August 5th, 2008 at 4:33 pm
An interesting cultural reference is the Drapers’ address on Bullet Park Road. As far as I can tell, there is no such road in Ossining, but Bullet Park is a novel by John Cheever set in the Ossining area.
August 7th, 2008 at 1:40 pm
Her name was Rosetta…I think it’s a parody; I don’t think it’s from anything, I think it’s Paul playing on the Niagara Falls routine (“Slowly he turned…”).
August 7th, 2008 at 2:23 pm
The Rosetta Stone, discovered in the late 18th century, resides at the British Museum and is one of it’s most famous artifacts. The stone was created in the second century AD and translated ancient Egyptian languages into Greek. It became the key to the 19th century translations of Egyptian hieroglyphics by the British. The lady that landed Duck in trouble in London worked for the British Museum. Paul loves a pun.

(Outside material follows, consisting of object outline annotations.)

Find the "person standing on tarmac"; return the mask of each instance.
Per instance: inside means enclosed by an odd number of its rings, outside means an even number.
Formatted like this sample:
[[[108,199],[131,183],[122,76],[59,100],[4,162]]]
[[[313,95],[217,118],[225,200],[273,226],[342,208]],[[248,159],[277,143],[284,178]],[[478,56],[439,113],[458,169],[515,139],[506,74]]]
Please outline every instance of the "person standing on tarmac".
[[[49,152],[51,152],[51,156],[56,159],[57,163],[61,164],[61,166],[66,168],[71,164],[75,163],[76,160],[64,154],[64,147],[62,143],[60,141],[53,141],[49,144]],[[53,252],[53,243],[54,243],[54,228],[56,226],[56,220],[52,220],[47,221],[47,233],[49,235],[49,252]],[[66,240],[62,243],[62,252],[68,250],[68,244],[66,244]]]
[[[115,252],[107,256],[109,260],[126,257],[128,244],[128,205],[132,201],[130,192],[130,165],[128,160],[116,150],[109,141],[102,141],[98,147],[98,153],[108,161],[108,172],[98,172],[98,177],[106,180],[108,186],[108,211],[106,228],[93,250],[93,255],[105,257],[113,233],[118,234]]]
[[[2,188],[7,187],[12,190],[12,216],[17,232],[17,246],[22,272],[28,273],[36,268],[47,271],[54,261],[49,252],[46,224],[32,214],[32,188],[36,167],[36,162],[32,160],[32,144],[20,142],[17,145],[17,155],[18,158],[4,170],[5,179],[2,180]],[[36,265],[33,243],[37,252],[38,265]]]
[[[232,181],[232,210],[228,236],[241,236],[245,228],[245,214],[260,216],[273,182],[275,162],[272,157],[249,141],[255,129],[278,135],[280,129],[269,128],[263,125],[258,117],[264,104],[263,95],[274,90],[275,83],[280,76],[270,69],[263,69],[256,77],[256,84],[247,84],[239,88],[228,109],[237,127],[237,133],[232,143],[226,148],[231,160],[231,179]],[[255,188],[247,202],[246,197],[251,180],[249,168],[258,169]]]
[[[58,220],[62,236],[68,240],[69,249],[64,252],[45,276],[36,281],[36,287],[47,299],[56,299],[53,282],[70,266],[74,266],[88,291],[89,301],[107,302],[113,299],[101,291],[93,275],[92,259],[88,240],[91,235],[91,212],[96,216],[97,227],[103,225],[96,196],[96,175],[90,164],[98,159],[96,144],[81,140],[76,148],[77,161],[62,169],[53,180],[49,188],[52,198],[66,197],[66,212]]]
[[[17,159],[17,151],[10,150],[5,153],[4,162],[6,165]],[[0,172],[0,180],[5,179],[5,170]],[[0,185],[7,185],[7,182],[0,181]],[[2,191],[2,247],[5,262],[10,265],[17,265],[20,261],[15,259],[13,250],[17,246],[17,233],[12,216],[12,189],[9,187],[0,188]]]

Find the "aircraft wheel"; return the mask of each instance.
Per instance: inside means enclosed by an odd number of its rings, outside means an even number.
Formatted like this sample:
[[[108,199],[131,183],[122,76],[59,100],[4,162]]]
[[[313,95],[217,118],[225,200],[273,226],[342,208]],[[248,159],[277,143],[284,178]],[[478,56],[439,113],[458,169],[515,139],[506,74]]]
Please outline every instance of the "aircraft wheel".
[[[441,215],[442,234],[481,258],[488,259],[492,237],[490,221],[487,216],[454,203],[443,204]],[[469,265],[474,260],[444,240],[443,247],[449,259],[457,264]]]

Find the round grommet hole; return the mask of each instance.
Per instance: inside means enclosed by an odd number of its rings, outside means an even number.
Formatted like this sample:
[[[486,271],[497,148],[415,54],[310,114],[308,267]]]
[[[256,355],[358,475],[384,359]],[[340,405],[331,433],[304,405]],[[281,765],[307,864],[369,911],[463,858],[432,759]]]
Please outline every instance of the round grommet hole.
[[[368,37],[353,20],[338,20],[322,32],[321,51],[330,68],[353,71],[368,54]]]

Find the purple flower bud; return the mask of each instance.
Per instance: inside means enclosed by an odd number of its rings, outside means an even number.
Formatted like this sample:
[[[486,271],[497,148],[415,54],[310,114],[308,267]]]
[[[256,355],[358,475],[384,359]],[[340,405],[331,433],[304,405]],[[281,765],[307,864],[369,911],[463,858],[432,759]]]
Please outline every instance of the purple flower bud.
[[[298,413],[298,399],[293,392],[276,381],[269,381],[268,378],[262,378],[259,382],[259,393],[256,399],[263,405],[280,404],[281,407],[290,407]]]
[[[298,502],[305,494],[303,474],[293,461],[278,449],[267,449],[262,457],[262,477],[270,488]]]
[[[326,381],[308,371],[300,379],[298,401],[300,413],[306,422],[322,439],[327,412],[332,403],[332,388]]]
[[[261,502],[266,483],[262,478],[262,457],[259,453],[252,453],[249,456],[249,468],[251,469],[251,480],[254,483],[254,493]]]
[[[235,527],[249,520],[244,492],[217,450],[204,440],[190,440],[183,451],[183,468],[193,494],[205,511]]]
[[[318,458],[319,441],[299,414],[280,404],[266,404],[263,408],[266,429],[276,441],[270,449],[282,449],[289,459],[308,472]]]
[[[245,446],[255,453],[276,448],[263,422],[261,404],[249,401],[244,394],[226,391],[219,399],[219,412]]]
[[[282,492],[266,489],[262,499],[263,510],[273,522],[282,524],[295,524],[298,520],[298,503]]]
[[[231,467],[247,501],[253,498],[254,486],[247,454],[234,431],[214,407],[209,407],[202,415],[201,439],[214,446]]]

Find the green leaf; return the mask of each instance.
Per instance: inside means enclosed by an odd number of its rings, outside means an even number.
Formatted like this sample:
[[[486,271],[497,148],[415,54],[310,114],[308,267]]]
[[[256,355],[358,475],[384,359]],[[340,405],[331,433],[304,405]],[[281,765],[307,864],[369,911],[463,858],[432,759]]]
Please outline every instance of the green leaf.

August 7th, 2008 at 2:34 pm
I knew what the Rosetta Stone was, although I didn’t pick up the British Museum connection. I am referring to the way that Paul said the line. I’m pretty sure that’s Niagara Falls.
August 7th, 2008 at 3:06 pm
What the hell am I thinking of in Vertigo?
August 7th, 2008 at 4:08 pm
@Roberta:
Mad Men has a lot of indirect references to Vertigo. There’s a dream sequence that features a falling man which is very similar to the title sequence of Mad Men. Both feature an illustrator named Midge. They both explore themes of constructed characters, dual identities, and being haunted by one’s past. Kim Novak’s Judy character worked at Magnin’s, while the Rachel Menken character was originally supposed to be Rachel Magnin. And the scene of Don in the restaurant of the Savoy is reminiscent of the scenes at Ernie’s Restaurant when Jimmy Stewart’s character originally sees “Madelyn,” then becomes so obsessed with her that every woman at Ernie’s begins to resemble her.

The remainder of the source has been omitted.